This guide is designed as a quick-stop reference of how to use some of the more popular machine learning R packages with vivid. In the following examples, we use the air quality data for regression and the iris data for classification.

xgboost - eXtreme Gradient Boosting

The xgboost package (short for eXtreme Gradient Boosting) is an implementation of gradient boosting that supports regression and classification.
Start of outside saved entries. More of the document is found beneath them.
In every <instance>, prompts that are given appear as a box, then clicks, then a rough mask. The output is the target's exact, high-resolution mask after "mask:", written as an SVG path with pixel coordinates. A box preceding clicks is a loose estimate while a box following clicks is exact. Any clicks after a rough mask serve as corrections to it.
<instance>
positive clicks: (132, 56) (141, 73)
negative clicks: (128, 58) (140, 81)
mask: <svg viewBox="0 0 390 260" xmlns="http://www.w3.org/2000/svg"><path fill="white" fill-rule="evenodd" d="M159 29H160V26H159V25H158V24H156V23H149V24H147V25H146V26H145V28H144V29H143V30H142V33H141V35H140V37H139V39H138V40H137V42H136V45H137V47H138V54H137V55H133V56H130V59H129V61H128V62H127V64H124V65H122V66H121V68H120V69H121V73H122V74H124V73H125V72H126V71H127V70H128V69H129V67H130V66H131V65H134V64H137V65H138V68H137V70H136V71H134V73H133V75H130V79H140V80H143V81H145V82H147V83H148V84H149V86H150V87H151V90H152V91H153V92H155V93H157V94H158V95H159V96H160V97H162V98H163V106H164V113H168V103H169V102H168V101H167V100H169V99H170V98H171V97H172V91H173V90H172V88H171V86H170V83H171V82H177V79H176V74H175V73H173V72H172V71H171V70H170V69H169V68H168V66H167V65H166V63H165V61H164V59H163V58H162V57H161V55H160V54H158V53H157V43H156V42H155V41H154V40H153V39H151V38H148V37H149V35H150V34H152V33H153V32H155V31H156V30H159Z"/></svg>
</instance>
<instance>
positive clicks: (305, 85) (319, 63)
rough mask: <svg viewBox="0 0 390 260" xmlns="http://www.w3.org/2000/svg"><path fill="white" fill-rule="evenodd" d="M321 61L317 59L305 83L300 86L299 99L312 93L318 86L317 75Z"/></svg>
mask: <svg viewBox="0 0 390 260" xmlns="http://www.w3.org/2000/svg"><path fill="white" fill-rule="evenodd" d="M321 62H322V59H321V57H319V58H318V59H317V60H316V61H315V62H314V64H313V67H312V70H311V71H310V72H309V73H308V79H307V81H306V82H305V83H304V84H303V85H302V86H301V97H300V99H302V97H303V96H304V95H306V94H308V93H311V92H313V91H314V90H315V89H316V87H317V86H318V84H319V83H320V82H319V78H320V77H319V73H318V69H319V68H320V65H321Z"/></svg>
As seen in Section Custom Predict Function, the xgboost package requires the user to supply a custom predict function to work with vivid. When setting the data argument in xgboost, remember to include all the variables (including the response). When producing the custom predict function, the structure must match that in the below example. Note that the term data must be used and not the actual name of the data.

# load data
aq <- na.omit(airquality)

# build xgboost model
gbst <- xgboost(data = as.matrix(aq[,1:6]),
                label =  as.matrix(aq[,1]),
                nrounds = 100,
                verbose = 0)

# predict function for GBM
pFun <- function(fit, data, ...) predict(fit, as.matrix(data[,1:6]))


# vivid
vi <- vivi(data = aq, fit = gbst, response = 'Ozone', predictFun = pFun)

Heatmap

viviHeatmap(mat = vi)
Figure 1: Heatmap of a xgboost regression fit displaying 2-way interaction strength on the off diagonal and individual variable importance on the diagonal.

PDP

pdpPairs(data = aq, 
         fit = gbst, 
         response = "Ozone", 
         nmax = 50, 
         gridSize = 4,         
         nIce = 10,
         predictFun = pFun)
Figure 2: Generalized pairs partial dependence plot for a xgboost regression fit.

Classification


iris$Species <- as.numeric(iris$Species) - 1 


# Create a DMatrix object
dtrain <- xgb.DMatrix(data = as.matrix(iris[, -5]), label = iris$Species)

# Set parameters
params <- list(
  objective = "multi:softprob",
  num_class = 3,
  eval_metric = "mlogloss"
)

# Train the model
bst_model <- xgb.train(params, dtrain, nrounds = 100)



# Define the custom prediction function
pFun <- function(fit, newdata,...) {
  # Create a DMatrix object from the new data
  dnewdata <- xgb.DMatrix(data = as.matrix(newdata)[,-5])
  
  # Use the predict method from xgboost to get predictions
  preds <- predict(bst_model, dnewdata)
  
  # Since xgboost returns probabilities for each class, 
  # we convert them to class labels
  pred_labels <- max.col(matrix(preds, ncol = length(unique(newdata$Species)), byrow = TRUE)) - 1
  
  # If the function expects probabilities, you can return 'preds' instead
  # Otherwise, return the predicted class labels
  return(pred_labels)
}




# vivid
vi <- vivi(data = iris, fit = bst_model, response = 'Species', class = 'setosa', predictFun = pFun)
viviHeatmap(mat = vi)
Figure 3: Heatmap of a xgboost classification fit displaying 2-way interaction strength on the off diagonal and individual variable importance on the diagonal.